Maybe that's why she ran so hard from Gaara, years past. Maybe.
"Oh..." Gaara wanted to kick himself for even asking such a question. "Sorry." Kankurou seemed normal too. He'd often thought it was not 'fair' that his older siblings seemed to have no problems. Even now he felt that way from time to time.
Gaara hated his father. But when he looked in the mirror, that was the man he saw staring back at him.
"Don't be. No one wants to admit to their bad sides." An ironic smile, awknowledging his own case in point. "Just as no one wants to repeat their parent's mistakes - and you won't." She wasn't sure why she added the last.
"I hope not," Gaara said. He already hated it when he hurt Temari or Kankurou. Anyone else would be too much to handle.
"So...do you expect me and Kankurou to come to the festival?" That seemed like safe ground.
"Oh, hardly," she said breezily. "Just if nothing else was happening this weekend, and you were caught up on homework, and bored, and willing to travel a bit, see the world, so on."
Gaara snorted a laugh. "See the world?

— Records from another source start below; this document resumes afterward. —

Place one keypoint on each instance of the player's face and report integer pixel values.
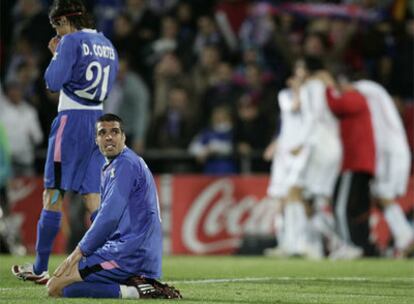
(61, 26)
(110, 138)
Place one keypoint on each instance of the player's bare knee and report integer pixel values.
(91, 201)
(52, 199)
(53, 288)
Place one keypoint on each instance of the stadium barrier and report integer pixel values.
(200, 214)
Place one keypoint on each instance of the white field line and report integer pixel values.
(262, 279)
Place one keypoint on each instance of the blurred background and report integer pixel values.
(186, 68)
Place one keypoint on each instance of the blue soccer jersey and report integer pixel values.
(84, 67)
(127, 230)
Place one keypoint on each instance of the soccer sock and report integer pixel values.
(295, 226)
(93, 215)
(399, 226)
(279, 228)
(47, 229)
(129, 292)
(92, 290)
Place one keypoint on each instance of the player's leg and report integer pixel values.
(390, 183)
(47, 228)
(98, 278)
(296, 221)
(92, 202)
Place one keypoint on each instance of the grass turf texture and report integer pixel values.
(227, 279)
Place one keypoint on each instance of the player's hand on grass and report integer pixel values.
(68, 265)
(296, 151)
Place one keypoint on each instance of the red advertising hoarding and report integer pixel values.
(201, 214)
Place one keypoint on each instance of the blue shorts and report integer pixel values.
(96, 269)
(73, 159)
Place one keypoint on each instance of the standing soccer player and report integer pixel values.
(393, 163)
(83, 69)
(120, 255)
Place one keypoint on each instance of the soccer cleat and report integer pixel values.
(406, 252)
(346, 252)
(25, 272)
(153, 289)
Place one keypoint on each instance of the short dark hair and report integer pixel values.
(313, 63)
(111, 117)
(74, 10)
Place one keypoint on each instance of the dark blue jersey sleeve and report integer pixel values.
(60, 67)
(114, 201)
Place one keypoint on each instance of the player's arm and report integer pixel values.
(114, 202)
(345, 104)
(59, 70)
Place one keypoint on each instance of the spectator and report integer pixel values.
(205, 68)
(222, 91)
(352, 193)
(173, 128)
(252, 131)
(23, 129)
(130, 99)
(213, 146)
(208, 34)
(169, 73)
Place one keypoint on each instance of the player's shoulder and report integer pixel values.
(129, 159)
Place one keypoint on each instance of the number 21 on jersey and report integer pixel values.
(99, 77)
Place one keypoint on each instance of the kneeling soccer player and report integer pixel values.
(120, 255)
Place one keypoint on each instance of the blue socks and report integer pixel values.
(47, 228)
(92, 290)
(93, 215)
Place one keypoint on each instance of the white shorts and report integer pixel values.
(324, 165)
(287, 171)
(392, 174)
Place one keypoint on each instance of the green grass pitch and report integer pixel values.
(230, 279)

It's just over the bridge," he said, "But maybe I'll come. I want to see you do what you're good at."
She shrugged noncommitally. "There will be other times." Temari didn't know if she wanted anyone to come - no one ever had, that she knew of - and she was even less sure about asking over something that she wasn't sure she really wanted.
So she shrugged it off.
"But isn't this something that's important to you?" Gaara asked. If it were him, he would want Temari and Kankurou to both be there.
"Honestly?" she asked him.
Gaara nodded. "Yeah, honestly. Isn't it important?"
She cracked a smile which didn't reach her eyes. In fact, if anything, she tensed. "More-so than anything in the world... Professionally speaking," she clarified.
"All right then," Gaara said, "I'm going to the festival." If dancing was that important to Temari, then there was no way he'd miss any more of her performances.
For a moment, she couldn't speak. Then, in a half grin, not looking toward him, she mumured, "Thanks." It was enough.